Volker Ullrich: Acht Tage im Mai

Volker Ullrich: Acht Tage im Mai

Dass Geschichte mehr ist als das sture Auswendiglernen von Zahlen und Fakten in der Schule, habe ich zum ersten Mal mit Golo Manns Buch Die Geschichte des 19. und 20. Jahrhunderts erlebt. Nicht ganz so umfangreich, aber ähnlich faszinierend ist Volker Ullrichs Buch Acht Tage im Mai. Gebürtig aus Celle, nur einige Kilometer von meinem Schreibtisch entfernt, studierte er Geschichte, Literaturwissenschaft, Philosophie und Pädagogik an der Universität Hamburg, arbeitete von 1966 bis 1969 am Historischen Seminar.
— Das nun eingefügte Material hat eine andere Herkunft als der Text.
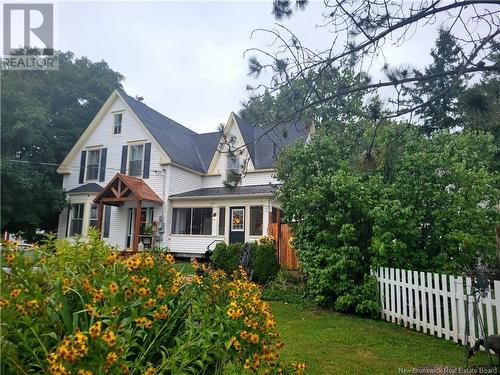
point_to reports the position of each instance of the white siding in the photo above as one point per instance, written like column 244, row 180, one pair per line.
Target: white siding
column 63, row 223
column 181, row 180
column 103, row 136
column 196, row 243
column 258, row 178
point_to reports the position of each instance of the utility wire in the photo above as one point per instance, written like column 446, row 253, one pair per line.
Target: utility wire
column 76, row 167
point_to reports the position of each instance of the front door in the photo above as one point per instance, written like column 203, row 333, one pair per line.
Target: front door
column 237, row 225
column 130, row 227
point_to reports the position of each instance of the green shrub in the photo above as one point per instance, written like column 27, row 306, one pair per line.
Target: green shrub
column 134, row 314
column 288, row 287
column 227, row 257
column 263, row 262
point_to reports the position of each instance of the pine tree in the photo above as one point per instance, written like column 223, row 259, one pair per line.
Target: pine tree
column 443, row 112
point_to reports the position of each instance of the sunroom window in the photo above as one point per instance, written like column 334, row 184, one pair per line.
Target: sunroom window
column 94, row 209
column 93, row 164
column 256, row 220
column 195, row 221
column 135, row 160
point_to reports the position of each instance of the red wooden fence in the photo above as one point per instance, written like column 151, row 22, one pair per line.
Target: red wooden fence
column 281, row 233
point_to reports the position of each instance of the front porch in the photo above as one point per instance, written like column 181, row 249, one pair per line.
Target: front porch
column 198, row 220
column 136, row 201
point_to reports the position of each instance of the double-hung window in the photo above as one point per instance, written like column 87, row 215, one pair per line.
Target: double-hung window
column 196, row 221
column 93, row 159
column 94, row 209
column 256, row 220
column 233, row 164
column 76, row 219
column 117, row 123
column 135, row 160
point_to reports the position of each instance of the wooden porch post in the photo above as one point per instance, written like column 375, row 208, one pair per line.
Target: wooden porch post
column 99, row 218
column 137, row 226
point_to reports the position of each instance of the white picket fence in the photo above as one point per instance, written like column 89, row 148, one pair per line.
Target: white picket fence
column 437, row 304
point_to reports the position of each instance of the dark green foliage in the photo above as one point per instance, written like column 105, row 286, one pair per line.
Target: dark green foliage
column 263, row 262
column 227, row 257
column 441, row 113
column 428, row 206
column 289, row 287
column 43, row 114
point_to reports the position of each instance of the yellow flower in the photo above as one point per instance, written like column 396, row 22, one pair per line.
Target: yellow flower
column 98, row 295
column 160, row 292
column 109, row 338
column 143, row 292
column 169, row 258
column 113, row 287
column 4, row 303
column 254, row 338
column 95, row 329
column 111, row 358
column 143, row 322
column 86, row 284
column 91, row 310
column 10, row 257
column 15, row 293
column 149, row 303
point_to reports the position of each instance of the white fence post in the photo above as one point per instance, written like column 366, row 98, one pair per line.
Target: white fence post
column 437, row 304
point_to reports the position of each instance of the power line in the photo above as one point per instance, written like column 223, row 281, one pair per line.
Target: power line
column 76, row 167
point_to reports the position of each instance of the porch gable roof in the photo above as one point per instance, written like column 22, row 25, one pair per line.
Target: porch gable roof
column 124, row 188
column 220, row 192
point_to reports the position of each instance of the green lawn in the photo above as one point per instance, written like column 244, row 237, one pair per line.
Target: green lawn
column 333, row 343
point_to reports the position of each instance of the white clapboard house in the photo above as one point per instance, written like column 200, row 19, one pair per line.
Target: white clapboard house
column 141, row 177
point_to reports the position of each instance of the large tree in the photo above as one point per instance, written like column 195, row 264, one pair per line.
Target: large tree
column 441, row 113
column 355, row 33
column 43, row 114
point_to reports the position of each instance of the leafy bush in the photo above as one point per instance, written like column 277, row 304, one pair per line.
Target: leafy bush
column 227, row 257
column 263, row 262
column 287, row 287
column 136, row 314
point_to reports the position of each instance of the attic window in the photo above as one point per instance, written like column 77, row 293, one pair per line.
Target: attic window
column 117, row 120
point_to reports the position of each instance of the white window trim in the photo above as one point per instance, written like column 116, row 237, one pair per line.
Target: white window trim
column 115, row 113
column 98, row 164
column 242, row 215
column 129, row 154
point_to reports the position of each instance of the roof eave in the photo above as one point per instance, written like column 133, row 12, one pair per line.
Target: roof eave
column 226, row 196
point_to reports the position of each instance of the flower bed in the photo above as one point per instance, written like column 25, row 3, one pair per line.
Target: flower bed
column 81, row 309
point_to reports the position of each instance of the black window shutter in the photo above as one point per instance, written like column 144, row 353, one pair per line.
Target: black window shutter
column 102, row 170
column 82, row 167
column 147, row 160
column 123, row 168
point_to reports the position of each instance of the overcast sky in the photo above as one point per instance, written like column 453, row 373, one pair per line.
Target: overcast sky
column 186, row 58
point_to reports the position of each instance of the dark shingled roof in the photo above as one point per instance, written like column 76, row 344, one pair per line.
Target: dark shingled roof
column 263, row 145
column 224, row 191
column 91, row 187
column 195, row 151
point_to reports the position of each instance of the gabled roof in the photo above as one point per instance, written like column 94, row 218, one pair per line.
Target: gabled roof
column 91, row 187
column 123, row 188
column 263, row 144
column 195, row 151
column 219, row 192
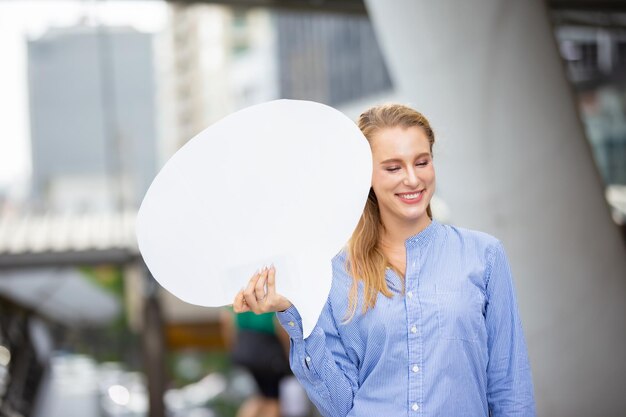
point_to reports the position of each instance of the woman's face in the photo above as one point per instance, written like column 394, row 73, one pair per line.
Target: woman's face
column 403, row 176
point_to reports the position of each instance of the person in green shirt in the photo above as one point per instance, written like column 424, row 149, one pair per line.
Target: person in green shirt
column 260, row 346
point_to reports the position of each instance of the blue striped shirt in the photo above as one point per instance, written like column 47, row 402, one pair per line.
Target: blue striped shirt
column 450, row 344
Von 1990 bis 2009 leitete Ullrich das Ressort „Politisches Buch“ bei der Wochenzeitung Die Zeit. Ist als Rezensent für viele Medien tätig, verfasst er auch öfters das Kalenderblatt des Deutschlandfunks. Inzwischen Ehrendoktor der Philosophischen Fakultät der Friedrich-Schiller-Universität Jena. Also auf jeden Fall profunder Historiker, dem das Thema Drittes Reich und Hitlerdiktatur nahe liegt. In diesem Buch geht es konkret um die Zeit vom 1. bis zum 8. Mai 1945, als die geplanten tausend Jahre eines Reiches schon nach zwölfen wieder endeten. Aber wie spannt man mit acht Tagen eine nicht gerade schmale Geschichte auf? Indem man jeden dieser Tage in Relation zu der Vorschichte und den Konsequenzen setzt. Und das macht den Reiz dieses Buches aus.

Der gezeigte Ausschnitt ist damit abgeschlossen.